YAPTIRIMLAR DEVREYE GİRMELİ
Türk devletinin saldırılarında savaşçı, siyasetçi, sivil ayrımı yapmadığının altını çizen Milletvekili François Alfonsi, Türk ordusu ve mevcut iktidarın, saldırılarla Suriye’de Rojava, Irak’ta Şengal başta olmak üzere Kürtlerin yaşadığı tüm alanları işgal etmeyi amaçladığını söyledi. Türk devletinin saldırı ve işgal girişimlerinin Ortadoğu’yu istikrarsızlaştırdığının altını çizen Alfonsi, saldırıların Kürtlerin büyük bedel vererek etkisini yok ettiği DAİŞ’i de canlandıracağını vurguladı. Türk devletinin saldırılarının, Avrupa için de büyük bir tehdit olduğunu kaydeden Alfonsi, şunları ekledi: ”Avrupa bu tehlikeli sürece son vermeli. Saldırıların son bulması için Avrupa’nın acilen ekonomik ve diplomatik yaptırımları devreye koyması gerekiyor.”
HATALAR TEKRARLAMAYALIM
Türkiye’nin uluslararası hukuku açıkça ihlal ettiğini; radikal İslamcıları desteklediğini belirterek, Şengal’e yapılan saldırıları, oradaki korkunç görüntüleri hatırlatan Andreas Schieder ise şunları söyledi: ”Tıpkı Efrîn’de olduğu gibi etnik temizlik yapıyor. Kısacası Türkiye’nin uluslararası yasaları ihlal ettiği, savaş suçları işlediği, insanları göçe zorladığı bir durumla karşı karşıyayız. Bu kabul edilemez bir durum. Suriye’de, ölümlere izin vermemeli, geçmişte yaptığımız hataları tekrarlamamamız gerekiyor. Türkiye’ye karşı acil önlem alınması gerekir.”

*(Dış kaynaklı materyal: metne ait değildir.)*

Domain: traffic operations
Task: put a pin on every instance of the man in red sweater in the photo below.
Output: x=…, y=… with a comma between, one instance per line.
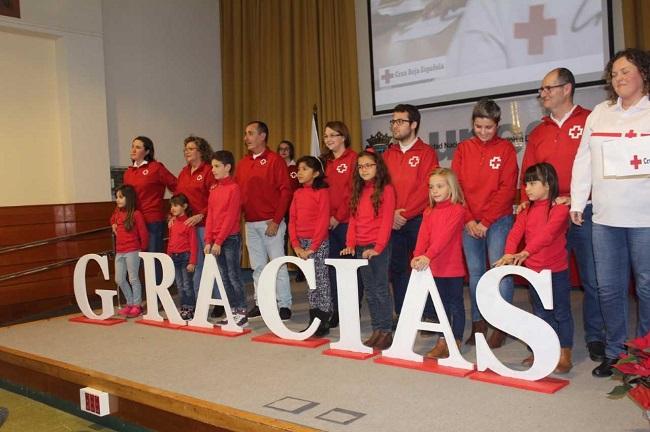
x=556, y=141
x=264, y=181
x=410, y=161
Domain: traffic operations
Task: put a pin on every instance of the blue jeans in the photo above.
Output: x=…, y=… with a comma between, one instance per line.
x=183, y=279
x=579, y=241
x=375, y=283
x=493, y=244
x=615, y=250
x=156, y=231
x=132, y=290
x=451, y=294
x=402, y=244
x=229, y=262
x=262, y=249
x=559, y=317
x=337, y=244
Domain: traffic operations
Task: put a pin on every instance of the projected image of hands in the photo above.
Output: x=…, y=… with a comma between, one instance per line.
x=430, y=52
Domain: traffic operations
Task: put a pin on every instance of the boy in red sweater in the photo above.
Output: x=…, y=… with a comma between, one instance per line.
x=222, y=237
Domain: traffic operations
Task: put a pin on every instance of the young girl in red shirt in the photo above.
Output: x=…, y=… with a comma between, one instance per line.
x=131, y=237
x=308, y=224
x=440, y=247
x=371, y=219
x=543, y=226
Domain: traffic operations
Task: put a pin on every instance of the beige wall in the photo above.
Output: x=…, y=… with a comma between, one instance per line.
x=163, y=75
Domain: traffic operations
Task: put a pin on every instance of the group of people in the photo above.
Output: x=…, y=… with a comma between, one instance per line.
x=402, y=211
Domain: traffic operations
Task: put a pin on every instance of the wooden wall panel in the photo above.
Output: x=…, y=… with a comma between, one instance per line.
x=52, y=290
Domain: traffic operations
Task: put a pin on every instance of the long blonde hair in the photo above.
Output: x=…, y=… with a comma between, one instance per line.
x=455, y=192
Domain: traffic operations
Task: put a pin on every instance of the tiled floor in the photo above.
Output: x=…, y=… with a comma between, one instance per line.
x=28, y=415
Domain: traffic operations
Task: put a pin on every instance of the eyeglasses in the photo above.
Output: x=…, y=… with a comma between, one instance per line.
x=365, y=166
x=399, y=122
x=549, y=88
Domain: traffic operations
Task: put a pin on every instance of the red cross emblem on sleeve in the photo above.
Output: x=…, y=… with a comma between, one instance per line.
x=414, y=161
x=576, y=131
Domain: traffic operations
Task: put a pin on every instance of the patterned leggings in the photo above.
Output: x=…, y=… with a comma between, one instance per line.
x=320, y=298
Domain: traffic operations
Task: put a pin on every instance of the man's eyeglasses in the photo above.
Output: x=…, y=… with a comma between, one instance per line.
x=399, y=122
x=549, y=88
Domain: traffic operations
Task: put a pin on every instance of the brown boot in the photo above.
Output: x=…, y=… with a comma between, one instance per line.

SİVİLLERİ KORUMAK ZORUNDAYIZ
Nikolaj Vıllumsen de Türkiye’nin işlediği suçlara karşı harekete geçmeyen Avrupa Birliği ve Avrupa kurumlarına tepki gösterdi. Vıllumsen, ”Buna verilecek cevap Avrupa Birliği’ne de tepki göstermek olmalıdır. Avrupa Konseyi ve Avrupa Komisyonu da bu eleştiriye net bir yanıt vermeli ve daha fazla önlem almalıdır. Avrupa Parlamentosu’nda tartışılacak kararları da aynı şekilde gündeme getirmeliyiz. Zamanınız geldi. Bölgedeki sivillerin hayatını korumak zorundayız. Her mülteci krizinin bir başlangıcı vardır. Bölgeyi istikrara kavuşturmakla başlamalıyız” şeklinde konuştu.